Sometimes, even a female Bambi eyes wear out their welcome. Deer have been banned in many gardens, orchards and fields, and that damage or destroy the young shoots of many trees, and flowers fragile.
"In high density, deer will eat almost anything in the landscape," said Paul Curtis, a wildlife specialist with the extension of Cornell University, Ithaca, NY "orchard and nursery crops industry are particularly susceptible. It is almost impossible without some kind of plant protection from deer. "
Network can go and fences to free ranging dogs, repellents and deer-resistant plants - often in combination.
The problem is enormous. Deer numbers have soared from less than 500,000 nationwide in 1900 to a current 25 million to 30 million.
"New homes in rural areas have become sanctuaries for deer," said Curtis. "Most areas are no longer hunt. That makes for subsidized grazing."
Deer bring other charges, as well, including car accidents, Lyme disease, and extensive wildflowers and forest loss.
"You can actually do some work on timber seedlings browsed during the winter months," said Curtis. "Trillium and various kinds of lady's slippers are particularly sensitive to grazing deer. We have a wild flower garden of seven acres at school and we had to put up a fence of 10 feet high around it."
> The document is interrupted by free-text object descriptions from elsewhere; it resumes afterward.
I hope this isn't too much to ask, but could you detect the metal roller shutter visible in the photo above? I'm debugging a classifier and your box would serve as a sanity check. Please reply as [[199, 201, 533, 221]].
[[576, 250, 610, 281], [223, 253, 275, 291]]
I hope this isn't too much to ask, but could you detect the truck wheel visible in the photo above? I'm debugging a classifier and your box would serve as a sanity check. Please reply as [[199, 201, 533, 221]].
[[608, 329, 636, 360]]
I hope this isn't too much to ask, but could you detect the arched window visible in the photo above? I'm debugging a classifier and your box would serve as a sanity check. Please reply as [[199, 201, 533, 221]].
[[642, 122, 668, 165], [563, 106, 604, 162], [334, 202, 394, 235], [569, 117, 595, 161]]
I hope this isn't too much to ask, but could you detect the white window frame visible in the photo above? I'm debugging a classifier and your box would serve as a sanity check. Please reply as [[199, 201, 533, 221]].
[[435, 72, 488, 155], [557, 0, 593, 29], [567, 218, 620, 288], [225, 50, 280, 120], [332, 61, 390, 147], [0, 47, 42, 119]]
Not everyone likes the installation of physical barriers, however.
"Part of having a garden is certainly an attitude of wanting to be part of nature rather than shut out," said Ruth Clausen, author of 50 plants resistant to deer Beautiful "new.
No plant is deer proof, Clausen said, but the animals feed selectively and ignore certain plants if the alternatives offered.
"Many plants are unacceptable impressive deer, due to its toxic textures, blurred, or aromatic leaves, hard, thorny or spiky," he said.
Well known that plants Clausen cloud "deer candy" that could attract foraging insects include: phlox, azaleas, chrysanthemums, clematis, daylilies, hostas, hydrangeas, leaf lettuce, petunias, strawberries and ornamental sweet potato vines .
Considered deer resistant plants are selected marigolds, peonies, yarrow, bleeding hearts, hellebores many, English lavender, Weigela, Japanese painted ferns, daffodils and ornamental grasses.
Deer fawn over? No, if you're a gardener.